// Sharanya Menon
3, 240 km from home, there was no point relying on recruitment slogans
I am not an optimistic person; nor will I ever pretend to be, but my inability to recognize the positive features of my life during my first year served as a great and detrimental disadvantage to my overall experience. In truth, attitude shifts focus and perspective. This is something that I realized much later than necessary.
Entering Year 1 at UWO was exciting, because I could finally live on my own and deal with myself by myself. A classic sense of utter freedom and weightlessness. In stark contrast were the emerging feelings of inadequacy, unfamiliarity and general discomfort; weight. Living in residence, in my opinion, is a crucial experience. I was surrounded mostly by cool people who were very different from me, who had lived and were living very different lives than me. At some level, I think I began to compare all the new people I was meeting with my friends from home, which made me cynical.
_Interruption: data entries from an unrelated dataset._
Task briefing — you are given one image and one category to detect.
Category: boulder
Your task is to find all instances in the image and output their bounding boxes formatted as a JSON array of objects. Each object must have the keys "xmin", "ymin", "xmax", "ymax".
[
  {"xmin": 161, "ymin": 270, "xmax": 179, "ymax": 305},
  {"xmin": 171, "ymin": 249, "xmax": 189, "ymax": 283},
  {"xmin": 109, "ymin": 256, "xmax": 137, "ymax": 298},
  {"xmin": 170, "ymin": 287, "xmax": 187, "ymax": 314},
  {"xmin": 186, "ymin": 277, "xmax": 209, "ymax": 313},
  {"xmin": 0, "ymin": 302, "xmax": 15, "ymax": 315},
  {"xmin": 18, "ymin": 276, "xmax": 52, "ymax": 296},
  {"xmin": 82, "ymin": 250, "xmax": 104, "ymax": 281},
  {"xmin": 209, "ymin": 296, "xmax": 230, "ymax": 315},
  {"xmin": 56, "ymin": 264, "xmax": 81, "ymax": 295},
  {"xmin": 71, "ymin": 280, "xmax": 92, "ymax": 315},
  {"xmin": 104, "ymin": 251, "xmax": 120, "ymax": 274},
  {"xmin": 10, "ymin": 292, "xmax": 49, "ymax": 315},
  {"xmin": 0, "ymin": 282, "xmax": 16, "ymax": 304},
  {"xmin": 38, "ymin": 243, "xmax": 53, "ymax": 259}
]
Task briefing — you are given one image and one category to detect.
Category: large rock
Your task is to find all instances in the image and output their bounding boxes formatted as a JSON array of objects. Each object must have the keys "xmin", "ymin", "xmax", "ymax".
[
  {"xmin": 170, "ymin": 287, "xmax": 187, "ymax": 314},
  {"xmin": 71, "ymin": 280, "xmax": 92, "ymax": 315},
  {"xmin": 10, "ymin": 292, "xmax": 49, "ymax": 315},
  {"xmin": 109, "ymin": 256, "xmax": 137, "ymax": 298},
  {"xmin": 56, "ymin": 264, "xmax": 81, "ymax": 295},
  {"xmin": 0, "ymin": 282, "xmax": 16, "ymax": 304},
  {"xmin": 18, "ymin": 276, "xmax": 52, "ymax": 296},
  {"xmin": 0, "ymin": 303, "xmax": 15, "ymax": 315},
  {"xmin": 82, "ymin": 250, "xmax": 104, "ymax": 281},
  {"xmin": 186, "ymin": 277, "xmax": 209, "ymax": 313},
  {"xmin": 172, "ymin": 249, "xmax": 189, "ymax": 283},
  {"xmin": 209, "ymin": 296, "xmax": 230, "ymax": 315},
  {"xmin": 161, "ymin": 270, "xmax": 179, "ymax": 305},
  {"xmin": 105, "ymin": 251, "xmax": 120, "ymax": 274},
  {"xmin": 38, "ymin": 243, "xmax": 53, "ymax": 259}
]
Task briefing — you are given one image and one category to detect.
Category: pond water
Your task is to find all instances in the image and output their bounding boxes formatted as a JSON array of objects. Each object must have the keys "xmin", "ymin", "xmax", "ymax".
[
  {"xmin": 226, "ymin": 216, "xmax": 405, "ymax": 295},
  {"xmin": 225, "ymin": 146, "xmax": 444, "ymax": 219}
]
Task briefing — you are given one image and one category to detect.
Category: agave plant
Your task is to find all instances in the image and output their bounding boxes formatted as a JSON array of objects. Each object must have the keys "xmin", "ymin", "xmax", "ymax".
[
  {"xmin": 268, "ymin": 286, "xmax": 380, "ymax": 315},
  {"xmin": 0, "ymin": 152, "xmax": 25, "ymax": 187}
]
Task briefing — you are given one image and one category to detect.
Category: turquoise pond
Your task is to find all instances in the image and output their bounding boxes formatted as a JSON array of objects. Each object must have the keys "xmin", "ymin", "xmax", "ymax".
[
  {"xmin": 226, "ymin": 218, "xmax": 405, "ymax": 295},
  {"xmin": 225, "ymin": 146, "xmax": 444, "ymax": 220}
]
They were not my friends from home, they were not at all like me. It made me feel angry, and then stupid for comparing very different people to an unfair standard. Despite this, it was comforting to see others continuing while being completely uncertain of how to myself.
It all seemed drenched in impermanence. Nothing seemed solid or palpable, because I had left everything I was sure of at home. I was in a deep emotional limbo. I was uncomfortable with the fact that I had left my two younger sisters at home to come to university; it almost seemed selfish. I was uncomfortable with the fact that I had left my best friends during a difficult time in all of our lives. After spending so long developing these incredible relationships with people who know me, who are me (basically), being on the other side of the country trying to replicate them seemed fraudulent.
Being sure of myself, of my new friends, and of my decisions, was always an attempt, never a reality. There was a lot of weird self-inflicted doubt that is still difficult to verbalize. All in all, it was a rough year, a lot of new things for someone who had convinced herself that she could handle it. Ultimately, I, like, spent the year, like, realizing.
I can recognize now that everyone has to drift through these highly sore emotions before finding ground. Further, the use of past tense is entirely deliberate. I am in a much more “sure” place now. I have settled for what I can control, which is myself. I can cope with abandonment and failure, with loss and the precipitation of my insecurities. Maybe not entirely, but in some part, with confidence.